The zero-inflated model is much better than without, so there is definately some zero-inflation. To understand the zero-inflation parameter (-1.226) we need to back-transform it. The zero-inflated model uses a logit-link fuction, which is seperate from the distribution and link function of the main model (although in this example with the beta family, it also has a logit-link). We can do this manually or use the inv.logit function from the boot package. We get a value of 0.22, meaning there is a 22% change any observation will be a zero beyond what is expected by the main model assuming a beta distribution. We don’t really know what causes the extra zeros, but this model does an ok job of caturing them.

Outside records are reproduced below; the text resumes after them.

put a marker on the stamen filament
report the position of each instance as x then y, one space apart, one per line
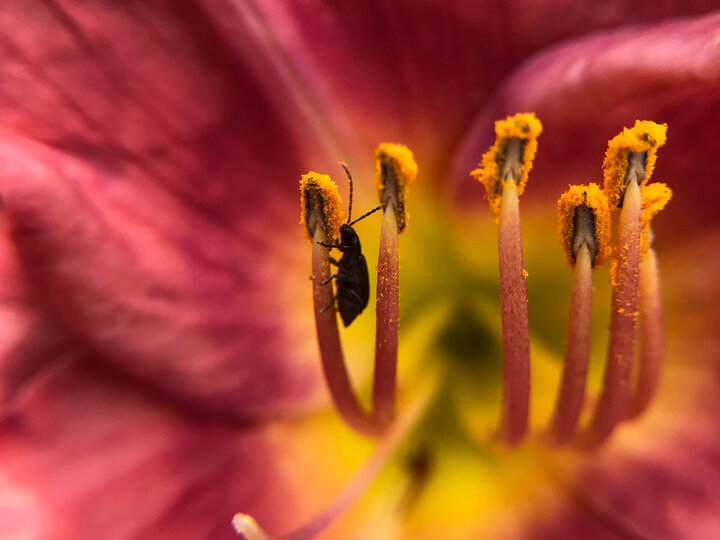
387 316
652 335
577 351
248 528
613 404
516 335
331 353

Maybe we can do a little better though. What do we expect to cause the zero inflation? We can check out further details in the data’s metadata:

??ridout.appleshoots

The metadata state that “Almost all of the shoots in the 8 hour photoperiod rooted. Under the 16 hour photoperiod only about half rooted.” Perhaps the photoperiod treatment is a better predictor of extra zeros?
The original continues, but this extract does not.